(422f) Continuous Simultaneous Hydrogenation and Acetylation of 4-Nitrophenol to Paracetamol

Paracetamol (i.e. acetaminophen), the active ingredient of Tylenol®, is one of the largest scale active pharmaceutical ingredients (API) in the world. Current methods to produce paracetamol use non-renewable petrochemical feedstocks, hazardous reagents, have poor Green Chemistry metrics, and operate in batch configuration. New processes to paracetamol should be renewable, safe, environmentally friendly, and operate continuously. Lignin derived phenol and its derivatives are a promising source of the aromatic unit structures needed to synthesize many APIs. To that end, we describe methods to continuously synthesize paracetamol from the hydrogenation and acetylation of 4-nitrophenol.
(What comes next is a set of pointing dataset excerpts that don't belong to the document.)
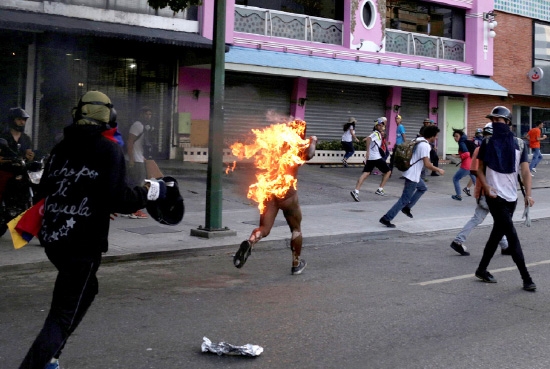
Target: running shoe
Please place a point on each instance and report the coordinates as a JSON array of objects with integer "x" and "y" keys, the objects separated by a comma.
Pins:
[
  {"x": 380, "y": 192},
  {"x": 387, "y": 223},
  {"x": 407, "y": 211},
  {"x": 461, "y": 249},
  {"x": 485, "y": 276},
  {"x": 242, "y": 254},
  {"x": 529, "y": 285},
  {"x": 295, "y": 270},
  {"x": 138, "y": 215},
  {"x": 53, "y": 365}
]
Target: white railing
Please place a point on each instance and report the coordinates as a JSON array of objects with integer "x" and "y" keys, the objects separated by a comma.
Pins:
[
  {"x": 423, "y": 45},
  {"x": 131, "y": 6},
  {"x": 273, "y": 23}
]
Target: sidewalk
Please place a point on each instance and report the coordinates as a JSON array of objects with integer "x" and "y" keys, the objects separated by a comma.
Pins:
[{"x": 329, "y": 214}]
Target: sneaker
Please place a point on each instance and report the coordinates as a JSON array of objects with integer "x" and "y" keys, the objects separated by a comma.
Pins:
[
  {"x": 138, "y": 215},
  {"x": 387, "y": 223},
  {"x": 485, "y": 276},
  {"x": 506, "y": 251},
  {"x": 380, "y": 192},
  {"x": 461, "y": 249},
  {"x": 529, "y": 285},
  {"x": 407, "y": 211},
  {"x": 299, "y": 269},
  {"x": 53, "y": 365},
  {"x": 244, "y": 251}
]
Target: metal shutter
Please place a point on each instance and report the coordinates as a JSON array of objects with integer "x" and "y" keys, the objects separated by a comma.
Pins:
[
  {"x": 330, "y": 104},
  {"x": 414, "y": 109},
  {"x": 248, "y": 100}
]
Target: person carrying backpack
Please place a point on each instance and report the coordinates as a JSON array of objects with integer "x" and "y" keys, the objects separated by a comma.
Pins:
[
  {"x": 466, "y": 161},
  {"x": 414, "y": 185}
]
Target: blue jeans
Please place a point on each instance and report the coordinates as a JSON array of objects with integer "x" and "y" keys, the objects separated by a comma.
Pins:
[
  {"x": 348, "y": 147},
  {"x": 537, "y": 157},
  {"x": 412, "y": 192},
  {"x": 461, "y": 173}
]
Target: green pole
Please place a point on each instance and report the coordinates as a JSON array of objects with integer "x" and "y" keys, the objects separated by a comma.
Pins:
[{"x": 215, "y": 138}]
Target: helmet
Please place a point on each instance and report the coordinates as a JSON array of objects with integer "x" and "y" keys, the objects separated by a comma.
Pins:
[
  {"x": 500, "y": 112},
  {"x": 95, "y": 108},
  {"x": 18, "y": 113},
  {"x": 169, "y": 210}
]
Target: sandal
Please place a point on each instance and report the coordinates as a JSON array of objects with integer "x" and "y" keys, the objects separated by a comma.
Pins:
[{"x": 242, "y": 254}]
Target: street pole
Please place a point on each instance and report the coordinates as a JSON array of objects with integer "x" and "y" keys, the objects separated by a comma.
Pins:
[{"x": 213, "y": 215}]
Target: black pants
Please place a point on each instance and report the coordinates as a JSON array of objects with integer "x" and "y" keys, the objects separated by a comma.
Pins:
[
  {"x": 502, "y": 212},
  {"x": 75, "y": 289}
]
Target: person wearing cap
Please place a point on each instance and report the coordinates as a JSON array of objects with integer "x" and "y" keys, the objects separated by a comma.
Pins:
[
  {"x": 374, "y": 159},
  {"x": 348, "y": 138},
  {"x": 481, "y": 210},
  {"x": 501, "y": 159},
  {"x": 535, "y": 136},
  {"x": 84, "y": 182}
]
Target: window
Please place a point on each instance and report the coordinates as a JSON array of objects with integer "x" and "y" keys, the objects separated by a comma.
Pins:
[{"x": 426, "y": 18}]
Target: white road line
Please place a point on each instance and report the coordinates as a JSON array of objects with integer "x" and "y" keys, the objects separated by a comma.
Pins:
[{"x": 444, "y": 280}]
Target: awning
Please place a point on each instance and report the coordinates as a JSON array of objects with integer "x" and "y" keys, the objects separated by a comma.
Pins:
[
  {"x": 40, "y": 22},
  {"x": 296, "y": 65}
]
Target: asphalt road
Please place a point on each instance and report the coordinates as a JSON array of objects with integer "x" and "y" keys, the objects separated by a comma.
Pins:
[{"x": 382, "y": 303}]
Traditional hydrogenation methods operate using pressurized stirred tank batch reactors. The high temperature, pressure, and solvent loading of these processes introduce safety issues as well as poor Green Chemistry metrics. Continuous hydrogenation has been shown to mitigate the explosive risks of hydrogenation in industrial processes through reducing required hydrogen headspace and has additional advantages of consistent product quality and superior Green Chemistry metrics.

Careful design of the reaction conditions is required to achieve high selectivity, as the key intermediate of the hydrogenation reaction, 4-aminophenol, is highly reactive and undergoes various side reactions. In previous work, we showed that simultaneous hydrogenation and acetylation of 4-aminophenol in one vessel was highly effective for improving selectivity in a fed-batch mechanochemical reactor. Importantly, careful control of the rate of fed batch acetic anhydride addition was vital for maximizing selectivity.

Here, we implement the reaction engineering strategies learned during our design of our fed-batch mechanochemical synthesis in a flow reactor for continuous, selective paracetamol synthesis with high volumetric productivity. To our knowledge, this is one of the first continuous syntheses of paracetamol from the hydrogenation of 4-nitrophenol with elemental hydrogen.